August proved to be an eventful month. And not just because of the good monsoon or because India's first Sikh PM completed 100 days in office. The month will also be remembered for the over half-a-dozen agitations by various unions. In fact, ever since the UPA government's come to power with support from the Left parties, the number of strikes seems to have gone up dramatically. A dozen happened in the last three months; more can be expected in September.
Is the growing political clout of the Left emboldening the trade unions? Why have workers taken to the streets now when they should have had better equations with the ruling government? Or is there a case to prove that the spate of strikes is linked to a period of transition and that the new government's budget gave the already enthused trade unions opportunities? We spoke to politicians, trade unionists, communist intellectuals and experts to find out what's brought back the spring into the workers' stride.

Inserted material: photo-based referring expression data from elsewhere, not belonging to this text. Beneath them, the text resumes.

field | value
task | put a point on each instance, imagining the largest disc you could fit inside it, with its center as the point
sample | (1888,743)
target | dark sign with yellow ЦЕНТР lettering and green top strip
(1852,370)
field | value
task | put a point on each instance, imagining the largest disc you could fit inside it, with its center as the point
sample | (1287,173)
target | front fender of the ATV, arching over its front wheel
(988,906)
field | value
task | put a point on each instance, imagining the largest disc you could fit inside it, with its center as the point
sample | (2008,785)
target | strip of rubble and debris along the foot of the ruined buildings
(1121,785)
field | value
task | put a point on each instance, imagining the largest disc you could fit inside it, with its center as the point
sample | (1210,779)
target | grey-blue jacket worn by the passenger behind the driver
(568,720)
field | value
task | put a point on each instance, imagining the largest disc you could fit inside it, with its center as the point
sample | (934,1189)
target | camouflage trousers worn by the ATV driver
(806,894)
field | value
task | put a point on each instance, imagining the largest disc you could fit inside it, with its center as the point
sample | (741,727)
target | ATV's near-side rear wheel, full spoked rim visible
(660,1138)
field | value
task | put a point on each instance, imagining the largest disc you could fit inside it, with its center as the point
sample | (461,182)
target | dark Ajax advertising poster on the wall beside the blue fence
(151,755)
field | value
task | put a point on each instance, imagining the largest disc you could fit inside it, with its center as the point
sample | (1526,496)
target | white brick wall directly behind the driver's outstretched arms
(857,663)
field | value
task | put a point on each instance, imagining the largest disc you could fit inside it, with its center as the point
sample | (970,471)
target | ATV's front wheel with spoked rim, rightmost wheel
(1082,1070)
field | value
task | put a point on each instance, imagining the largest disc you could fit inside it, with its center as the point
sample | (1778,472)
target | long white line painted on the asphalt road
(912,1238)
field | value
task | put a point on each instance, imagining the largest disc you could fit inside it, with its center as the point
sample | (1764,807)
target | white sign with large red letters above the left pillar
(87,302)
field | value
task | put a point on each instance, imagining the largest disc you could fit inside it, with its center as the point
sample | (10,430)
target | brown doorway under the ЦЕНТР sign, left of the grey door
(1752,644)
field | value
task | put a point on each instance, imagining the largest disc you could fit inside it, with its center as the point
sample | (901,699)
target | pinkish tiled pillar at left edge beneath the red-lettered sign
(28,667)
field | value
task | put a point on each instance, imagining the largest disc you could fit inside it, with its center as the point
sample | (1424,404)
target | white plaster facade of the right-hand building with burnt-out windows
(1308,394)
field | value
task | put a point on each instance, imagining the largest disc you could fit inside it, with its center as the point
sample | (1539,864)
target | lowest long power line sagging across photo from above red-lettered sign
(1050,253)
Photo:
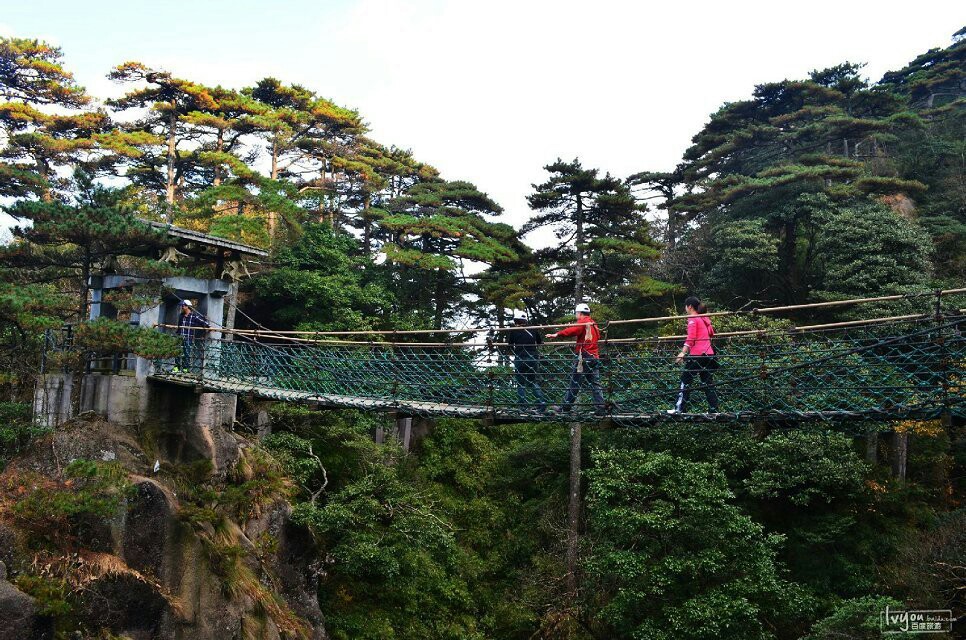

A sizeable section, as expected, believes in the 'Left' factor. "There is a feeling of liberation now. Also a feeling of empowerment. The unions want a share in the development process," feels Kamal Mitra Chenoy, professor of comparative and Indian politics, JNU. According to him, when other tools of industrial protests like black badges and work-to-rule don't work, then the least-preferred option of strikes is put into action.
It's not as though the unions were afraid of the former nda government. But, explains Amarjeet Kaur, secretary of the CPI-affiliated AITUC, "We feel that if we show our strength on the streets today, it will strengthen those who are in a position to bargain for us." We know who she's referring to by looking at the indirect political support garnered by some of the striking unions. For example, the bank employees' strike last month was "led" by the Left, a claim both by unions which took part in it and those which didn't. It's also a known fact that senior CPI(M) leader Harkishen Singh Surjeet played a role to help end the week-long truckers' strike.
"The Left parties are our leading force, and they are coming to the conclusion that if the good points of the UPA's common minimum programme have to be implemented, then struggle is essential," says M.K. Pandhe, president of the CPI(M)-affiliated citu. Hasubhai Dave, president of the Sangh parivar-affiliated BMS, whose union has stayed away from most of the protests, goes a step further and says the Left parties are creating an atmosphere of discontent among the workers, prompting them to agitate. "They're simply building their profile, showing their constituency they can get things done," he adds.
However, Left politicians deny these charges, at least in public. "We've never supported the strikes, it's got nothing to do with the Left. After being at the receiving end during the nda rule, the workers' pent-up demands are now getting released, that's all," says senior CPI(M) leader Nilotpal Basu. And leaders of the Congress-affiliated INTUC would like us to believe that the strikes have an "economic" origin, though they admit that the Left parties have been "instigating" workers.
For the past few years, trade unions have been exercised over issues such as higher FDI caps in sectors like insurance and aviation, PSU privatisation and cuts in PF interest rates. nda policymakers took the easy option by postponing most such decisions, and changed divestment strategy by opting for sale through stockmarkets, rather than strategic sales to a single private entity. It's the present government—one supposed to be worker-friendly—which went ahead with reduction in PF rates, increase of FDI caps, and continuing to sell PSU shares through the stockmarket route.
So, workers feel they might lose the battle unless they agitate and make their presence felt.Hence the intensified struggle. J. John, executive director of the Delhi-based Centre for Education and Communication, a labour resource centre, feels the nda's policies favoured industry, now there's been a paradigm shift. "Today, the worker wants a share in GDP growth. He's affirming it via strikes." The Left parties sponsored a National Demands Day on August 20 to protest UPA's policies.
The bitter truth is that even the Left's realised the new government is not catering to the demands of their main constituency. It did talk about "reforms with a human face", its CMP spoke of labour-friendly policies, but the past 100-plus days show that it is actually singing a different tune to allay the apprehensions of foreign investors. Apart from the larger issues, micro demands like wage revisions and lowering of certain taxes are also on the unions' radar. "Trade unions expect more and are putting the Left under pressure to take a harder line," admits Chenoy.
But will the bandhs, strikes and agitations help the unions achieve their goals? After all, the fortunes of the unions have been on the decline for some years now. They can no longer demand that their bonuses not be performance-linked, have to live with closures and vrs. They also have to accept that the Left leadership is in ideological turmoil. Not only are these parties supporting a government led by the original architect of reforms at the Centre, even in their own stronghold West Bengal, their chief minister is desperately trying to educate the masses about the benefits of privatisation, FDI and other reforms. Given this, the recent uprising can be seen as a last-ditch effort by a people who've had their backs to the wall. Admits Ashwani Mahajan, convenor, SJM, "When have governments listened to trade unions? If that was the case, the BJP would have agreed to the demands of the BMS."